D’autre part, malgré les scénarios catastrophe fréquemment avancés, les cyberopérations produisent rarement des effets de longue durée. L’existence de sauvegardes et de systèmes de secours, ainsi que la possibilité d’actions de remédiation limitent significativement l’espérance de vie d’une cyberattaque. Les cyberattaques russes de 2015 et 2016 contre le réseau électrique ukrainien, si traumatisantes qu’elles aient été, n’ont par exemple perturbé l’alimentation que quelques heures durant. On observe de surcroît un effet de cercle vicieux entre intensité et complexité des cyberopérations : plus une cyberattaque doit produire de gros effets, plus sa conception sera longue et ardue, moins il y a de chances qu’on puisse la déployer au moment voulu.
Plus-value annulée
Il découle de ces deux facteurs un rapport coût-bénéfice peu attrayant sur le plan militaire. Longues à préparer, souvent courtes dans leur efficacité, les cyberopérations s’avèrent en définitive peu compétitives comparées à d’autres armes conventionnelles.

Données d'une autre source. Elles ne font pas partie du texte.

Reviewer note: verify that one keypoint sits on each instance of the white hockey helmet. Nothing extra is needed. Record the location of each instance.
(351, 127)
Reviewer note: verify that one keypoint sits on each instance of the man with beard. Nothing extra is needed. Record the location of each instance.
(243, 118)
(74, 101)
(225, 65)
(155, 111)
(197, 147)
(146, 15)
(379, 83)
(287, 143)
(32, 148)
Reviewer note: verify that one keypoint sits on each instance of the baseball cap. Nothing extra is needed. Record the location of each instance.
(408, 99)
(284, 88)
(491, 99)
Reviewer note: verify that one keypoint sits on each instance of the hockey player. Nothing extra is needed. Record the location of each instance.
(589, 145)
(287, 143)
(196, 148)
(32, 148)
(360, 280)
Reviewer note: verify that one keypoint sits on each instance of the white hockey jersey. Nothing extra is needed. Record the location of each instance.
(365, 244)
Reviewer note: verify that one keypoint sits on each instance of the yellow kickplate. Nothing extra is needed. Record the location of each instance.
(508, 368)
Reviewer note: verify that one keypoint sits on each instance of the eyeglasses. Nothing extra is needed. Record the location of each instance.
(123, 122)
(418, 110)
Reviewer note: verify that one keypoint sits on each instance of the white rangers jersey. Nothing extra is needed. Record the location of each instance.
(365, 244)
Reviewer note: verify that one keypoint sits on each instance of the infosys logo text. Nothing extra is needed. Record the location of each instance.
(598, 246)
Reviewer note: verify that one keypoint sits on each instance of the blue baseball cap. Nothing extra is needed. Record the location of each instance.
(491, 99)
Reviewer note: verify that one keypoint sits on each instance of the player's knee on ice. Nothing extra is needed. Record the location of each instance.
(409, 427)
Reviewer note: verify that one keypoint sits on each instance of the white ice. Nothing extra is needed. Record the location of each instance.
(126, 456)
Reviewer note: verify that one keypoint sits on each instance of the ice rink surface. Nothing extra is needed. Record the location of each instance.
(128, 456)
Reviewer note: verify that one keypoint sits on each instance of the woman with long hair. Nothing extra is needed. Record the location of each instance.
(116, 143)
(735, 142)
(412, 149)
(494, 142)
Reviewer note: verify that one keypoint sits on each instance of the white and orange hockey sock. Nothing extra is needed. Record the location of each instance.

C’est d’ailleurs là l’argument massue des sceptiques de la cyberguerre : ayant pour principal avantage leur caractère furtif et clandestin, les cyberopérations perdent leur plus-value en situation de guerre ouverte. Une fois les masques tombés et l’agression assumée, pourquoi s’échiner à pirater une centrale électrique que l’on peut sciemment pilonner ? Si aucun « cyber-Pearl Harbor » ne s’est produit à ce jour, c’est donc peut-être parce qu’une telle entreprise n’est ni très facile ni très avantageuse à déployer.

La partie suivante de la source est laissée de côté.